Kelsey Grammer was just two episodes in on his series “Boss” when Starz excitedly hit the start button for a second season. But when it comes with “Torchwood,” all that can be heard from the premium cable channel is silence.
And fans of the “Doctor Who” spinoff might not be able to expect more than that.
“I don’t know if there will be more,” Executive Producer Julie Gardner recently told Digital Spy. “The things about there being more or not — you look at ‘Torchwood’ and it’s always had such a labyrinthine history.”
“Torchwood” premiered in 2006 on BBC Three, and earned a second season that moved it to BBC Two. For the third season, however, BBC opted to dispense with a full season, and instead do a five-episode miniseries that aired on consecutive nights on BBC One to critical acclaim in 2009.
The series then went dark for a couple of years while BBC looked for an American producing partner.
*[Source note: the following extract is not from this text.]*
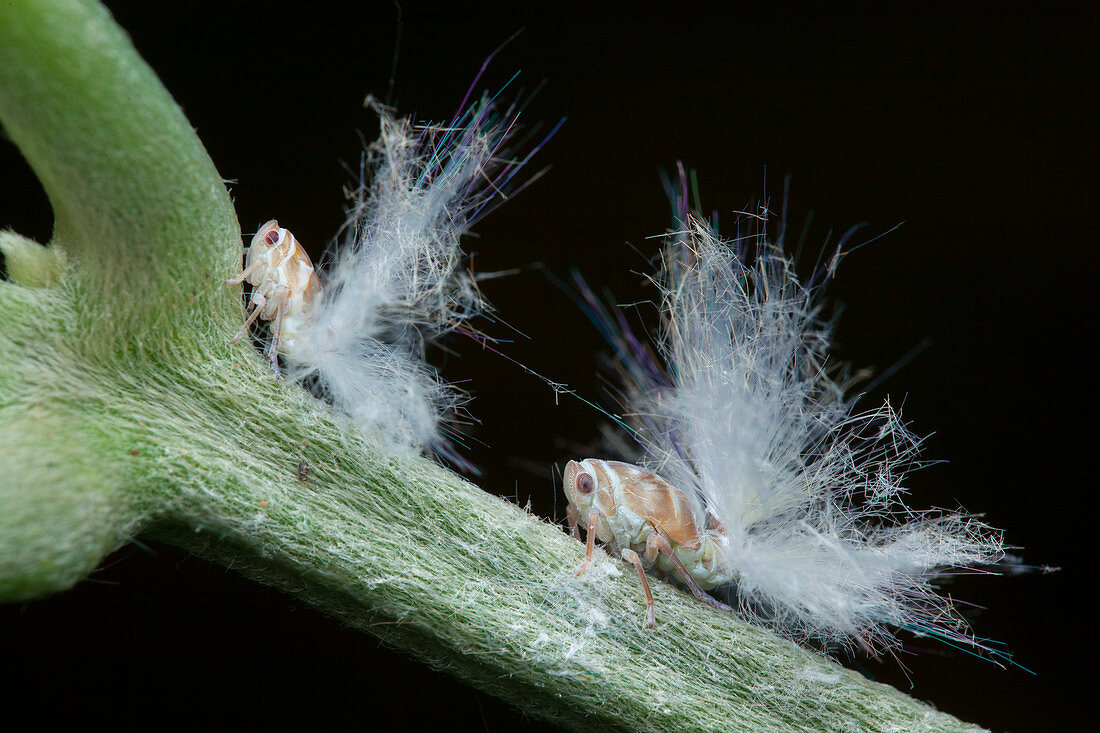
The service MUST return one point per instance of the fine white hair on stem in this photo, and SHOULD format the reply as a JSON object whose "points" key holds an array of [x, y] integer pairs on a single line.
{"points": [[397, 280], [748, 412]]}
The Fox network was first onboard, but then bailed on the project before Starz stepped in to produce 10 episodes.
Some of the issues facing “Torchwood,” however, could be the rather erratic relationship series creator Russell T. Davies has with Starz. The cable channel did not appear to be happy when Davies signed a deal with Showtime, a rival to Starz that originally worked with Davies in the early 2000s with his “Queer as Folk” series.
While “Torchwood” was still airing its “Miracle Day” season, Starz chief executive Chris Albrecht said he would like to make more “Torchwood,” but that it was up to Davies making it a priority. Albrecht didn’t come out and say it, but implied that Davies’ work on his new Showtime series would be too distracting for him to give “Torchwood” the attention it would need.
But then again, he also implied that “Torchwood” may not necessarily be an “every year” show, something Gardner pointed out.
“For this new season, ‘Torchwood’ has been off the air for two years in the U.K.,” she said. “The weird thing is there are some series where that would really matter. It would be a real problem. I think ‘Torchwood’ is so elastic in some ways and has had such a strange peculiar life.”
While the viewership of “Torchwood” was similar to “Camelot,” which Starz quickly pulled off the air, the fact that Starz is a premium channel changes how it earns a return on each series. Unlike the networks, which depend on numbers of viewers to sell commercials, Starz is only interested in building a subscriber base. Any show that can create buzz for the cable channel, and turn that buzz into subscriptions, could continue on no matter how many people actually watch the show.
Starz has not released any numbers (nor does anyone expect it to) to show how much of an effect “Torchwood” had on its subscriber base. That, along with other factors, will determine whether there is a future for “Torchwood” on Starz.